Re: [PATCH v4 08/10] commit-graph: use generation v2 only if entire chain does

[Date Prev][Date Next][Thread Prev][Thread Next][Date Index][Thread Index]

 



Hi Abhishek,

"Abhishek Kumar via GitGitGadget" <gitgitgadget@xxxxxxxxx> writes:
> From: Abhishek Kumar <abhishekkumar8222@xxxxxxxxx>
>
> Since there are released versions of Git that understand generation
> numbers in the commit-graph's CDAT chunk but do not understand the GDAT
> chunk, the following scenario is possible:
>
> 1. "New" Git writes a commit-graph with the GDAT chunk.
> 2. "Old" Git writes a split commit-graph on top without a GDAT chunk.

All right.

>
> Because of the current use of inspecting the current layer for a
> chunk_generation_data pointer, the commits in the lower layer will be
> interpreted as having very large generation values (commit date plus
> offset) compared to the generation numbers in the top layer (topological
> level). This violates the expectation that the generation of a parent is
> strictly smaller than the generation of a child.

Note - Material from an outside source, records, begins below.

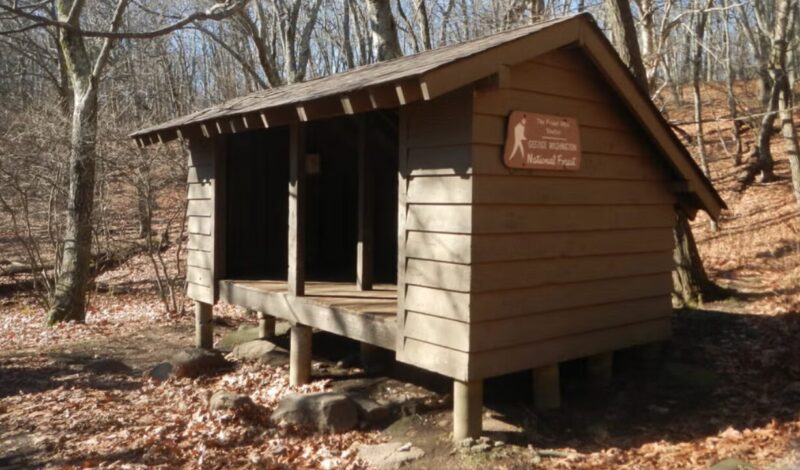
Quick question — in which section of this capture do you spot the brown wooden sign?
[503,111,581,171]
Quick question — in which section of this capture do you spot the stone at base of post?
[586,352,614,388]
[258,312,275,339]
[638,342,665,372]
[289,325,311,386]
[359,343,394,374]
[533,364,561,411]
[194,301,214,349]
[453,380,483,442]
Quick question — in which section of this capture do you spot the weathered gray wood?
[356,116,375,290]
[288,123,306,296]
[289,324,311,387]
[453,380,483,442]
[220,280,397,349]
[194,301,214,349]
[533,364,561,411]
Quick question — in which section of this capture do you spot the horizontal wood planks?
[186,138,225,304]
[456,50,677,379]
[220,280,397,349]
[397,88,473,380]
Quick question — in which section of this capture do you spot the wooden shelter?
[132,14,724,438]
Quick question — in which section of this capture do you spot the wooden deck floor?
[220,279,397,350]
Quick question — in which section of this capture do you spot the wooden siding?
[397,88,472,380]
[462,51,677,380]
[186,138,225,304]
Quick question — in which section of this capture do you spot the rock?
[469,444,492,454]
[233,339,289,366]
[784,382,800,395]
[458,437,475,448]
[270,392,358,432]
[144,362,172,382]
[346,394,394,426]
[708,459,758,470]
[169,348,232,378]
[358,442,425,470]
[208,390,256,411]
[216,325,261,351]
[83,359,133,375]
[663,362,719,394]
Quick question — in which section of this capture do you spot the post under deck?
[219,279,397,350]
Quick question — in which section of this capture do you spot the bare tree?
[0,0,248,325]
[367,0,403,61]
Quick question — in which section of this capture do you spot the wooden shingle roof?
[130,13,726,219]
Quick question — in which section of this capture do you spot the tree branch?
[0,0,250,39]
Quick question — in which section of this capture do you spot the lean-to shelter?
[131,14,725,438]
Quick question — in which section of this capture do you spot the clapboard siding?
[468,228,674,263]
[471,144,667,181]
[472,204,674,234]
[475,89,633,132]
[473,114,651,159]
[186,137,225,304]
[406,230,472,264]
[472,295,672,351]
[472,272,672,323]
[472,175,676,205]
[468,318,671,380]
[406,250,672,293]
[397,88,473,379]
[456,51,677,378]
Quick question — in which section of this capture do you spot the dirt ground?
[0,288,800,469]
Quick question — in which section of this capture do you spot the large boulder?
[233,339,289,366]
[144,348,233,381]
[270,392,358,432]
[169,348,233,378]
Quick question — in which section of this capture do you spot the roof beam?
[367,85,400,109]
[420,17,584,99]
[340,90,372,115]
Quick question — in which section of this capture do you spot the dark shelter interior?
[226,110,398,283]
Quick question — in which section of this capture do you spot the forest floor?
[0,82,800,469]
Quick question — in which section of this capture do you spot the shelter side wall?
[466,51,676,379]
[186,138,225,304]
[397,88,472,380]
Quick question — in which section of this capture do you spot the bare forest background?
[0,0,800,323]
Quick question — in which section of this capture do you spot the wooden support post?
[258,312,275,339]
[586,352,614,388]
[533,364,561,411]
[453,380,483,442]
[356,115,374,290]
[289,324,311,386]
[288,122,306,296]
[194,301,214,349]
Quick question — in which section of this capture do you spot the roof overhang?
[130,14,727,220]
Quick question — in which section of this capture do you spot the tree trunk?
[414,0,433,51]
[605,0,725,305]
[367,0,403,62]
[47,81,97,325]
[722,0,743,166]
[672,209,725,307]
[692,0,711,177]
[604,0,647,89]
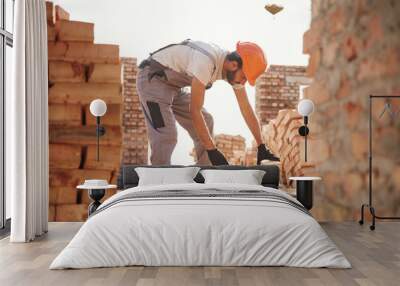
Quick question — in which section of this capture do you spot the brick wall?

I think this paragraphs tries too much to be concise, with the result it
is less clear than it could be.  Perhaps it would be better to separate
"what-if" from the current behavior.

  If each layer of split commit-graph is treated independently, as it
  were the case before this commit, with Git inspecting only the current
  layer for chunk_generation_data pointer, commits in the lower layer
  (one with GDAT) would have corrected commit date as their generation
  number, while commits in the upper layer would have topological levels
  as their generation.  Corrected commit dates have usually much larger
  values than topological levels.  This means that if we take two
  commits, one from the upper layer, and one reachable from it in the
  lower layer, then the expectation that the generation of a parent is
  smaller than the generation of a child would be violated.

>
> It is difficult to expose this issue in a test. Since we _start_ with
> artificially low generation numbers, any commit walk that prioritizes
> generation numbers will walk all of the commits with high generation
> number before walking the commits with low generation number. In all the
> cases I tried, the commit-graph layers themselves "protect" any
> incorrect behavior since none of the commits in the lower layer can
> reach the commits in the upper layer.

I don't quite understand the issue here. Unless none of the following
query commands short-circuit and all walk the commit graph regardless of
what generation numbers tell them, they should give different results
with and without the commit graph, if we take two commits one from lower
layer of split commit graph with GDAT, and one commit from the higher
layer without GDAT, one lower reachable from the other higher.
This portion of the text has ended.